In 1980, psychiatrist Lawrence Pazder and his patient (and later, wife) Michelle Smith wrote Michelle Remembers, an account of how 600 hours of hypnosis therapy with her husband extracted her experiences of being tortured, locked in cages, sexually assaulted and forced to take part in Satanic rituals by her mother’s cult.

The book was thoroughly discredited by subsequent investigations, which pointed out major inconsistencies in their narrative and raised serious questions over the reliability of hypnotically enhanced memories.

In 1983, Judy Johnson, of California, accused a teacher at her son’s preschool of raping him, said faculty members had sex with animals and even claimed the teacher could fly.

Johnson was hospitalised with paranoid schizophrenia and died before the end of the preliminary hearing from problems related to alcoholism. But LA’s Children’s Institute International then interviewed several hundred children about the alleged incident.

The students were coerced through suggestive interview techniques into making bizarre claims including the existence of secret tunnels under the school in which the alleged abuse took place; orgies supposedly conducted in car washes and airports; disturbing games in which children were allegedly photographed nude; mutilation of corpses; blood drinking; baby sacrifice and a flying teacher.

Pazder was consulted by the prosecution as an expert on Satanic ritual abuse and corroborated the claims. All parties in the McMartin preschool trial were acquitted of all charges in 1990.

The popular explanation of repressed trauma suggests that because children need to see the people they depend upon as safe, they may maintain that relationship by denying abuse, a splitting of emotions that may develop into alternate personalities.

Some psychologists do not believe it is possible to forget past abuse and remember it in adulthood, instead suspecting that some therapists take patients’ “most cherished childhood memories and change them into diabolical abuse”, according to Princeton paper “Sybil, Satan and Science”.

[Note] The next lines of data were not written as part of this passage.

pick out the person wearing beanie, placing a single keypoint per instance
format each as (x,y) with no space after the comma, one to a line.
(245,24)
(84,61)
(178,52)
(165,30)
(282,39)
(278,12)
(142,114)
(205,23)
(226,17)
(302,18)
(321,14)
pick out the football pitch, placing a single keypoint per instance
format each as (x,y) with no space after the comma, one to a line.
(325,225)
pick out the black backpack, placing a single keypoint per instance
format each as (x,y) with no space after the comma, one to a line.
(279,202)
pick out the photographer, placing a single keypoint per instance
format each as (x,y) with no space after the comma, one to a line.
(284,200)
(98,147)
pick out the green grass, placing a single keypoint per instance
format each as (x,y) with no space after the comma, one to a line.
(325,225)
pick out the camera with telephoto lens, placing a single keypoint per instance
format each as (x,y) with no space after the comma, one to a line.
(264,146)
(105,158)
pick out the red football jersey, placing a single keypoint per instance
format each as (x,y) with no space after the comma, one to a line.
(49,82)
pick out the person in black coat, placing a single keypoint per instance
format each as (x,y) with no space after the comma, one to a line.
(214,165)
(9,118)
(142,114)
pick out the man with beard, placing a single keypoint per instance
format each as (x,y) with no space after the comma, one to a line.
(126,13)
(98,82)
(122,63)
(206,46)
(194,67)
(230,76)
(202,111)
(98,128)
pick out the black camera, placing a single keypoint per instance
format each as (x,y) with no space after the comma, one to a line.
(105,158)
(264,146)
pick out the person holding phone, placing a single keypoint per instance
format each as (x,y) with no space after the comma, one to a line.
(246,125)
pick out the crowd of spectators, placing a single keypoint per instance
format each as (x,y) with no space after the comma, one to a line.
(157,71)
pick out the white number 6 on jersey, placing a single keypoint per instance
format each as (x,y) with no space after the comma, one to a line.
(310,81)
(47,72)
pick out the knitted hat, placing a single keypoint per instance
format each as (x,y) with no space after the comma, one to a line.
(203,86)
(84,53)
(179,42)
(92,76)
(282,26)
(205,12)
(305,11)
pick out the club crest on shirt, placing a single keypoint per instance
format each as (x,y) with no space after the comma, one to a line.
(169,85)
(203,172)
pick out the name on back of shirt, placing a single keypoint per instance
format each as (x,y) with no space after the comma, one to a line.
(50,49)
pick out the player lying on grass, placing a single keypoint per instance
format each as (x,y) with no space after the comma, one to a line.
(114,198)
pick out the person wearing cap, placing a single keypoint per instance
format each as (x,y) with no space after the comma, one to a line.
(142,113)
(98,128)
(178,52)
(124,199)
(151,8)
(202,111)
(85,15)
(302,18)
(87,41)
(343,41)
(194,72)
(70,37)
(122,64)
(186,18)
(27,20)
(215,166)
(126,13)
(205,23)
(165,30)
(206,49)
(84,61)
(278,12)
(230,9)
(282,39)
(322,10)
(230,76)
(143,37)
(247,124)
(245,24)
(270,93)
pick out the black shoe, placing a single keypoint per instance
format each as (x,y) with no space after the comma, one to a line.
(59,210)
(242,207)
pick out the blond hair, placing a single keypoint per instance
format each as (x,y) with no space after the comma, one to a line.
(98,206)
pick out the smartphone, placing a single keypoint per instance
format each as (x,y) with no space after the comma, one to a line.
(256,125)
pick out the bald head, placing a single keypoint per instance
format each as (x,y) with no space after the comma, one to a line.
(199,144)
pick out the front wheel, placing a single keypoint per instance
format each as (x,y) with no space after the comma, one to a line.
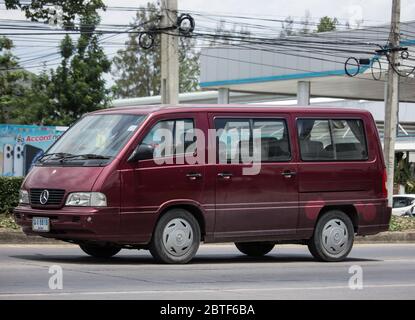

The paper looks at the evidence of Dr Richard Ofshe, a University of California social scientist who studies how guided imagery and coercion can create morbid imaginings. It also uses the research of Dr Elizabeth Loftus, professor of psychology from the University of Washington, who says memories can be changed simply by the way questions are phrased in court.

FBI special Ken Lanning says that while there is a growing number of accusations of Satanic ritual abuse, there is little evidence to support it.

It’s unnerving to hear such extreme stories in relation to young children. But it seems Satanism remains for the most part the strange work of minds distorted in ghastly ways that do not require any actual drinking of blood.